If you haven’t seen it already, you owe it to yourself to watch this video on “CrackingTheCryptic” of a competitive Sudoku solver working through the Miracle Sudoku puzzle:

Watching that video reminded me of a programming languages course I took, where we wrote a simple Sudoku solver in Prolog. Since Prolog is a declarative language, writing a Sudoku solver is remarkably concise. In essence, all the programmer needs to do is define the constraints of the game, and Prolog is smart enough to find solutions:

:- use_module(library(clpfd)).

sudoku(Rows) :-
length(Rows, 9), maplist(same_length(Rows), Rows),
append(Rows, Vs), Vs ins 1..9,
maplist(all_different, Rows),
transpose(Rows, Columns),
maplist(all_different, Columns),
Rows = [As,Bs,Cs,Ds,Es,Fs,Gs,Hs,Is],
blocks(As, Bs, Cs),
blocks(Ds, Es, Fs),
blocks(Gs, Hs, Is).

blocks([], [], []).
blocks([N1,N2,N3|Ns1], [N4,N5,N6|Ns2], [N7,N8,N9|Ns3]) :-
all_different([N1,N2,N3,N4,N5,N6,N7,N8,N9]),
blocks(Ns1, Ns2, Ns3).


The code above is from the SWI Prolog docs, which uses a Constraint Logic Programming extension. You can play around with it in the SWISH online Prolog environment.
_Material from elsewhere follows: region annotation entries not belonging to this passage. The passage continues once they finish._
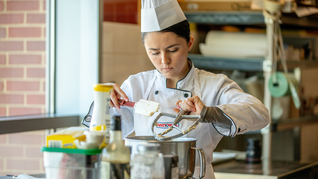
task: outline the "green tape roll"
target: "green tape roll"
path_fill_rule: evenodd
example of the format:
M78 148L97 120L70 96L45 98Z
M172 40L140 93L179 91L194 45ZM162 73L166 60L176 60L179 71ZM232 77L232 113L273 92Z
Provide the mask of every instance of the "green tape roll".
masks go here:
M276 83L274 83L273 76L275 75L276 81ZM268 88L271 94L275 97L280 97L291 94L286 75L281 72L277 72L271 76L268 81Z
The cool thing about this code is that it works both as a Sudoku solver and as a Sudoku generator. You can query it with a partially solved board, and it will find all valid solutions. This means that you can also give it an empty board, and Prolog will generate all possible Sudoku solutions (although, this will take some time as there are $6.7 \times 10^{21}$ valid boards1).

As a disclaimer, I don’t know Prolog very well. I’ve only barely tinkered with it, so I’m sure that my usage of it is suboptimal. Despite this, I was able to write a working Miracle Sudoku solver. 😄

## A Miracle Sudoku Solver

To write a solver for the Miracle Sudoku puzzle, we need to encode the following rules:

• Normal Sudoku rules apply:
• All rows/columns must contain 1..9 exactly once.
• Each 3x3 block must contain 1..9 exactly once.
• Any two cells separated by a knight’s move or king’s move cannot contain the same digit.
• Any two orthogonally adjacent cells (i.e., cells sharing an edge) cannot contain consecutive digits.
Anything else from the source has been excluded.